Если аналитические теории часто подтверждали мое первоначальное ощущение Цветаевой как «узника детства» (термин Элис Миллер), она фактически никогда не соответствовала какой-либо категории. Она была наделена не только гениальным поэтическим даром, но и страстной натурой и блестящим умом, что сделало ее трагедию уникальной. Все последующее, таким образом, не случайная история, а попытка понять личность Цветаевой через тщательное прочтение ее текстов.
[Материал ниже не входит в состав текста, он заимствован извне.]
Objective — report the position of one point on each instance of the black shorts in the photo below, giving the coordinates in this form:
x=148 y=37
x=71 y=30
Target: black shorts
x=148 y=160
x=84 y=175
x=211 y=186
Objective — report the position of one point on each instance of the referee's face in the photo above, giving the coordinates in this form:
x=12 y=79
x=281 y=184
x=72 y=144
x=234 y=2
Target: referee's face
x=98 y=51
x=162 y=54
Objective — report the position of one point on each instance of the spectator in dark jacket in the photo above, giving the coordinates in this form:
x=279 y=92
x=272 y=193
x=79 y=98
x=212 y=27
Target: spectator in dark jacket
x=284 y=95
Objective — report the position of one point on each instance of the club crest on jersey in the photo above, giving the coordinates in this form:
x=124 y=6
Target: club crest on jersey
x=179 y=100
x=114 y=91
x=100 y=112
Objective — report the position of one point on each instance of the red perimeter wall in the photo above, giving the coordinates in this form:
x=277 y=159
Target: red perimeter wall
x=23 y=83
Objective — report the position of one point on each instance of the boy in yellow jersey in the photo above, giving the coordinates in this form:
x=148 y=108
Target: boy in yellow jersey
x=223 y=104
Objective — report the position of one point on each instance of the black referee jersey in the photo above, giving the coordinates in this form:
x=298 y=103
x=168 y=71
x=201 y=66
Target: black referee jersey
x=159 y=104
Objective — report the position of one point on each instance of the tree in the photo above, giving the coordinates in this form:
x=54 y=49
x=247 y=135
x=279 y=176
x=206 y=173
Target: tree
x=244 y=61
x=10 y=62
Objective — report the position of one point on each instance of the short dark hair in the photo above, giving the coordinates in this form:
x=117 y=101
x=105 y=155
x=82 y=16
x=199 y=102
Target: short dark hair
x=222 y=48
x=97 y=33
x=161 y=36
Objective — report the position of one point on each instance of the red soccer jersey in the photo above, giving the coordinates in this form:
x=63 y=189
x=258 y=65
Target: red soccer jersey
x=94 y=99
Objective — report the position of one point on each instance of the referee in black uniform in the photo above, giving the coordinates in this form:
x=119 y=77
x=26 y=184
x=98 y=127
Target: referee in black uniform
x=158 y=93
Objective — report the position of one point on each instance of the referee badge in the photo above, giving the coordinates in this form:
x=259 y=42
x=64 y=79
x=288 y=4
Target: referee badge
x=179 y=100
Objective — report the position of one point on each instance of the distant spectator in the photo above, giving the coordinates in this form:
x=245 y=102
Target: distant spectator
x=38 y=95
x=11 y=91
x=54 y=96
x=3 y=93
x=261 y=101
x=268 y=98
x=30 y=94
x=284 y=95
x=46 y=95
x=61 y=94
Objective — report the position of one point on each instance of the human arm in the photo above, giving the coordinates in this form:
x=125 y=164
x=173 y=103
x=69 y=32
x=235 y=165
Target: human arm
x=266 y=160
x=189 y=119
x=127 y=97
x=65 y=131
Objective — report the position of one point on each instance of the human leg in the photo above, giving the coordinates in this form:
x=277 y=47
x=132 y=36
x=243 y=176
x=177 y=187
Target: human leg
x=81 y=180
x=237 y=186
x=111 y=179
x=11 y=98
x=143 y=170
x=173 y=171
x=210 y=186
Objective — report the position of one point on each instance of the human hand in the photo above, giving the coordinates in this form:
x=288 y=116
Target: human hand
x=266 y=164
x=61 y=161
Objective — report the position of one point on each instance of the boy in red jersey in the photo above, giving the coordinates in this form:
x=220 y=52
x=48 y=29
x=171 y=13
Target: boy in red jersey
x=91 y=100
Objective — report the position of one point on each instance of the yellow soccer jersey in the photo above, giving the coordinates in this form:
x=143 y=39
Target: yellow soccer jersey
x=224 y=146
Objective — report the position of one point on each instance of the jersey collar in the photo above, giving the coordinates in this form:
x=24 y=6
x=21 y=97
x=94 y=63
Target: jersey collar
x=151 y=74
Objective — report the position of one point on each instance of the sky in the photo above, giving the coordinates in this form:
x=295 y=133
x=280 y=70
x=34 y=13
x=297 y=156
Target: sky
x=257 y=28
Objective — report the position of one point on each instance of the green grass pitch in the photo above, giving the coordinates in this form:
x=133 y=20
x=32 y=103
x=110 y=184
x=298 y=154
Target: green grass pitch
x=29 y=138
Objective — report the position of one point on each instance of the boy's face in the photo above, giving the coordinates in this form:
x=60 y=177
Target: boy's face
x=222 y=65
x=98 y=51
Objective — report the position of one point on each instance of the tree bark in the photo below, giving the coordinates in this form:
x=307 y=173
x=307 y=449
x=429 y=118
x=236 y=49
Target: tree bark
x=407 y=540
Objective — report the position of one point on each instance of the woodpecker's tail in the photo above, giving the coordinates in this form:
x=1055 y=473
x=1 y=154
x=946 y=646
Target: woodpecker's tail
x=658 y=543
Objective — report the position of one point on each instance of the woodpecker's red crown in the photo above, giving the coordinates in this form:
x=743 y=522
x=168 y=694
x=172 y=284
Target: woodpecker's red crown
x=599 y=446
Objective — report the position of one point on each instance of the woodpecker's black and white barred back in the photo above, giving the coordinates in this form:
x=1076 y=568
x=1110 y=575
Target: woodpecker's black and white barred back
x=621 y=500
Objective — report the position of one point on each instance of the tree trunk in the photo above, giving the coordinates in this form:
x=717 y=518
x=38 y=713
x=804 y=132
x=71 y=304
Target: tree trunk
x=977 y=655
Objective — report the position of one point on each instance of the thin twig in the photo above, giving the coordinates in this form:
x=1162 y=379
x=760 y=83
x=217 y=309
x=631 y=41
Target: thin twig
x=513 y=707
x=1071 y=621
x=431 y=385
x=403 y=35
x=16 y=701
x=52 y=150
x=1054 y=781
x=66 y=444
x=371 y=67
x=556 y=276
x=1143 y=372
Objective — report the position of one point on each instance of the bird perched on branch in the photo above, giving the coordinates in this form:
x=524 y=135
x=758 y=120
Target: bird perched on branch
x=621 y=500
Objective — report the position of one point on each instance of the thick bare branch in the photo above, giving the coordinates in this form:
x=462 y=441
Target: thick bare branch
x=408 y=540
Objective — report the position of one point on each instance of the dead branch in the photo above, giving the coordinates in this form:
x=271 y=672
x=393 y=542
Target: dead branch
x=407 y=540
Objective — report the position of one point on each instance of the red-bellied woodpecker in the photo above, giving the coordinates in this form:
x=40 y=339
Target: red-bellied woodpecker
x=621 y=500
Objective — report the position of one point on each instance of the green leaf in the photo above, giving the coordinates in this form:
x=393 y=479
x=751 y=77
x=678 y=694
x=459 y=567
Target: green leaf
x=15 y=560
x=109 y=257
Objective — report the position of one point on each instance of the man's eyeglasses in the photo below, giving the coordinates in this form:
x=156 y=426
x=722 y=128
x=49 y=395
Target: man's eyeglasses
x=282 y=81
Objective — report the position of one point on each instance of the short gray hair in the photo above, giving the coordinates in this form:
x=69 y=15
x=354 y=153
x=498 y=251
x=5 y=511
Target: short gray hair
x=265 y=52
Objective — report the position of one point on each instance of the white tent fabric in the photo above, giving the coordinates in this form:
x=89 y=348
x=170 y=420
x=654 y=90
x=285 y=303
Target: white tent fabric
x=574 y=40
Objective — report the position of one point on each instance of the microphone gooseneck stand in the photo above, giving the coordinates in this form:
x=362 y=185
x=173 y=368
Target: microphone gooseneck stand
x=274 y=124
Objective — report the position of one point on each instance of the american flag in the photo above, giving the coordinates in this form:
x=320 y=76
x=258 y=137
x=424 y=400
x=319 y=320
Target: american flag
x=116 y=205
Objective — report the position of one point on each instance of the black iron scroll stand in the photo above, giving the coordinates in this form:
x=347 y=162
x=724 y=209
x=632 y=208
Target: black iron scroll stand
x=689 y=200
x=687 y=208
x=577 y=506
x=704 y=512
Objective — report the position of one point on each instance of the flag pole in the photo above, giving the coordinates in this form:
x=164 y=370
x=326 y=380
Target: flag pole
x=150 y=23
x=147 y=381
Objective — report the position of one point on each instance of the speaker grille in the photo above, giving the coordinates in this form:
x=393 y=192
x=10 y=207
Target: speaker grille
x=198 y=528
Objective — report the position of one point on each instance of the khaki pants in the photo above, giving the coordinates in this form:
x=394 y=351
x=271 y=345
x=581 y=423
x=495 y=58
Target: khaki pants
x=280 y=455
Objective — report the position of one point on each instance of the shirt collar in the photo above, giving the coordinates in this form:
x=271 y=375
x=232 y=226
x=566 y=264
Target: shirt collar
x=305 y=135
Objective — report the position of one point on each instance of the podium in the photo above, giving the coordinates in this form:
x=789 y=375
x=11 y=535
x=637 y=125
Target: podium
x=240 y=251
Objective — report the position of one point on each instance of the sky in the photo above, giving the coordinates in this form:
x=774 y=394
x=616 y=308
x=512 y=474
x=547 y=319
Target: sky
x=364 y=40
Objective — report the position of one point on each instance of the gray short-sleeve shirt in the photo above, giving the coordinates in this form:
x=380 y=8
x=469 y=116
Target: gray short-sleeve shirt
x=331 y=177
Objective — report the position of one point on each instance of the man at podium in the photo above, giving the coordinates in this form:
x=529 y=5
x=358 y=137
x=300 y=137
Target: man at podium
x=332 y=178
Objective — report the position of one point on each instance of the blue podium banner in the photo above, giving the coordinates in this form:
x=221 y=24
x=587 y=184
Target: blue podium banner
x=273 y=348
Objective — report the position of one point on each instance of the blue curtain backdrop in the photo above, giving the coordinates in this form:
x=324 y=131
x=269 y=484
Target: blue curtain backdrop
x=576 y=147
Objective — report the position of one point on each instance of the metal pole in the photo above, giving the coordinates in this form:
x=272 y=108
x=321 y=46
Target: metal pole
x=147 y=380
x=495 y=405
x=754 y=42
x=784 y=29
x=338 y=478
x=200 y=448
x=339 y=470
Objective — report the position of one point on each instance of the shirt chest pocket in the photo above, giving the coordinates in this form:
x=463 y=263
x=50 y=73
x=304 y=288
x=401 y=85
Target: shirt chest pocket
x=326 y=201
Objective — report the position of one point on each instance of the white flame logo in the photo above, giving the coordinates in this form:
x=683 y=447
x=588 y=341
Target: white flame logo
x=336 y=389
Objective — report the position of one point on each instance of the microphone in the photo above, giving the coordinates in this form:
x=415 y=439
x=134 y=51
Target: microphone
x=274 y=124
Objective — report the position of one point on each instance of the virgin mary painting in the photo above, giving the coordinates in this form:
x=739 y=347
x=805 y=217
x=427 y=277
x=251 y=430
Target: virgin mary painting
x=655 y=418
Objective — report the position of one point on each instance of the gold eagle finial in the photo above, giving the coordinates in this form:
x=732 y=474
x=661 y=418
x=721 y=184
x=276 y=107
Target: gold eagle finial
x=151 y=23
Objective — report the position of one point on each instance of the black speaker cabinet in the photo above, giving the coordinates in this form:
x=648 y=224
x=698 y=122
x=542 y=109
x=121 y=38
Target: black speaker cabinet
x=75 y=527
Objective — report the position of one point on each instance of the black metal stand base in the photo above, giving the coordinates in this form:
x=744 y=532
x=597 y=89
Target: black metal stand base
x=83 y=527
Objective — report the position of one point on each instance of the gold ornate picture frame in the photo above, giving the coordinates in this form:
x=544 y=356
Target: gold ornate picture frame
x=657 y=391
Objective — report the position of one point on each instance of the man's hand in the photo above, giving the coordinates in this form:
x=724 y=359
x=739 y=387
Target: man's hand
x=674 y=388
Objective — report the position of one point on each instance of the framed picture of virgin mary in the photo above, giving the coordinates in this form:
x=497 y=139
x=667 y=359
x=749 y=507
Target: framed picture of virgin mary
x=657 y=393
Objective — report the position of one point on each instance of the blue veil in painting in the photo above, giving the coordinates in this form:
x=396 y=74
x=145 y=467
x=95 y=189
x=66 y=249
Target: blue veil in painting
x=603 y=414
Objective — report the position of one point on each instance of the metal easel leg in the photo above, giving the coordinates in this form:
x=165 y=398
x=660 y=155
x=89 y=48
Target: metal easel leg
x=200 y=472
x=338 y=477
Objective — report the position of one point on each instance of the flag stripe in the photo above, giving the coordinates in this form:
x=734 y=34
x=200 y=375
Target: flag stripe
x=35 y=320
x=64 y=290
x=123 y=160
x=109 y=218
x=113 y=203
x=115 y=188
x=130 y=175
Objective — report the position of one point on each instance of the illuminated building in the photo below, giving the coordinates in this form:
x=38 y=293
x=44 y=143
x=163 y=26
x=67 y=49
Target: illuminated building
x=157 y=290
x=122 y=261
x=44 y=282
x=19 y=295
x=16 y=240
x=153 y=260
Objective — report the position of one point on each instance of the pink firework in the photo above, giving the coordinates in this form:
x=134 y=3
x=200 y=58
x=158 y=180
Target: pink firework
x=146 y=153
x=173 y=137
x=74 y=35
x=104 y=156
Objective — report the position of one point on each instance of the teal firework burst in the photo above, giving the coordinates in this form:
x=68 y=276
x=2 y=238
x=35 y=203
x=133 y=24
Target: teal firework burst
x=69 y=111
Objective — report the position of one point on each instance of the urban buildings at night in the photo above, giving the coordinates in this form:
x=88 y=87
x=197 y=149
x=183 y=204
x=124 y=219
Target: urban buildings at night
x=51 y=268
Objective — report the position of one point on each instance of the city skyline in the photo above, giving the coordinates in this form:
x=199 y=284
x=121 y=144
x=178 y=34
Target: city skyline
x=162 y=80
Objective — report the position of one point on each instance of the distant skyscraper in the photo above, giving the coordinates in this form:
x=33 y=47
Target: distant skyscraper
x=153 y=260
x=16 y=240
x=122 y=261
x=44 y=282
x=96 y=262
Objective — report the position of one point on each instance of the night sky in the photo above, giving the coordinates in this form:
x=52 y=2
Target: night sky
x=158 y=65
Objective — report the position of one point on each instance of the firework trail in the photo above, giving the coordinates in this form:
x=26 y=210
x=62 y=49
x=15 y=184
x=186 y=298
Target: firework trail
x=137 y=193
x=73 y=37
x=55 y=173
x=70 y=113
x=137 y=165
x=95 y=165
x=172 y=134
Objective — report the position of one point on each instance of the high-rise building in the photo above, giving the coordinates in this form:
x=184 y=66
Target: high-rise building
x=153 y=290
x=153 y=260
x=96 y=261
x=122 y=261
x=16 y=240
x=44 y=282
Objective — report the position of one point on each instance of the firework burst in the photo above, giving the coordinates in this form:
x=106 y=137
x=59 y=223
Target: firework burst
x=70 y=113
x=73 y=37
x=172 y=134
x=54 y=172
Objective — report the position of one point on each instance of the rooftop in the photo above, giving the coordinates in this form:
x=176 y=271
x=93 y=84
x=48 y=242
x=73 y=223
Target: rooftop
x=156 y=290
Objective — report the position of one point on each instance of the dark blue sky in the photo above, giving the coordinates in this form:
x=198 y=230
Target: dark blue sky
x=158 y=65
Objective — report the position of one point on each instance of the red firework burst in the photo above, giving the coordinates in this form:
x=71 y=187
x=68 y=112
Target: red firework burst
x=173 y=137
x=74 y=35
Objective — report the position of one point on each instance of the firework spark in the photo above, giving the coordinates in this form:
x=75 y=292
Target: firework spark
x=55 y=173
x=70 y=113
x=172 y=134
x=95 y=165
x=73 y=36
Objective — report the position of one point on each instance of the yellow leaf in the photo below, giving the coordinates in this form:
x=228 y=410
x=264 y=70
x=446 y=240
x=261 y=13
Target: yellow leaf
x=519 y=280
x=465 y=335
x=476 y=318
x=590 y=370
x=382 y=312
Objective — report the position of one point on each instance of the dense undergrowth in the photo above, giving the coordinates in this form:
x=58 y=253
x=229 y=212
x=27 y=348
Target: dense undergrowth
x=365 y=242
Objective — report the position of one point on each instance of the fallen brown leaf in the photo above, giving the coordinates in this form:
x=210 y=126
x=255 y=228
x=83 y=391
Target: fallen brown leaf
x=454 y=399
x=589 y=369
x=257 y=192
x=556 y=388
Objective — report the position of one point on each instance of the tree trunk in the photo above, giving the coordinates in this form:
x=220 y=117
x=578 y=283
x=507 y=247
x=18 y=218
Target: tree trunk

Мой собственный интерес к психоанализу и использование психологических теорий придали большую основательность моему интуитивному толкованию. Хотя я буду использовать психологические термины столь умеренно, насколько это возможно, важно определить некоторые аналитические понятия и предположить, насколько они применимы к силам, формировавшим жизнь Цветаевой. Эти понятия — болезненный нарциссизм и депрессия.

Рана нарциссизма обрекает личность оставаться в собственном мире. Согласно теории Фрейда, каждый ребенок рождается с первоначальным нарциссизмом, с чувством всемогущества и потребностью не только в любви, но также в принятии его индивидуальности, которое, в свою очередь, позволяет развиться сильной и независимой личности. Однако, если это ответное чувство недостаточно, как это было в случае с Цветаевой, ребенок интернализирует обеих — «хорошую» (обожаемую) и «плохую» (отвергающую) мать. Результат этого — внутренняя «трещина», когда противоречивые тенденции наделены одинаковой силой и разрывают личность на части (долг, бунт, поэт, женщина, контроль, свобода Цветаевой). Барбара Шапиро пишет в работе «Романтическая мать», блестящем исследовании об английских романтических поэтах, что такая трещина «препятствует как образованию зрелой, связующей личности, так и чувству связующей, конкретной действительности за пределами личности». Если трещина не исчезла, ребенок теряет шанс оставить позади первоначальный нарциссизм и войти в мир других, в реальный мир. Вместо этого он останется связан с выдуманным миром его детства. Идеализированный образ матери будет вызывать желание переплавки с ней, ярость пережитой отвергнутости и, как следствие, вину и страх. Чтобы добиться любви и внимания, ребенок может создать «фальшивое я», которое может найти у других приятие, но никогда — безопасность. Эта утрата подлинного «я» ведет к трагедии нарциссической личности.

Депрессия, которую Юлия Кристева в своей книге «Черное солнце: депрессия и меланхолия» называет «скрытым лицом нарциссизма», это чувство отвергнутости, бесполезности и одиночества можно связать с чувством потери собственного «я». Пока оно не будет решено, оно будет снова и снова всплывать на поверхность. Часто, как в случае с Цветаевой, депрессия временно преодолевается чувством «грандиозности» — превосходства и презрения. Она писала, что «Не снисхожу» было ее девизом и она хотела, чтобы это было написано на ее надгробной плите.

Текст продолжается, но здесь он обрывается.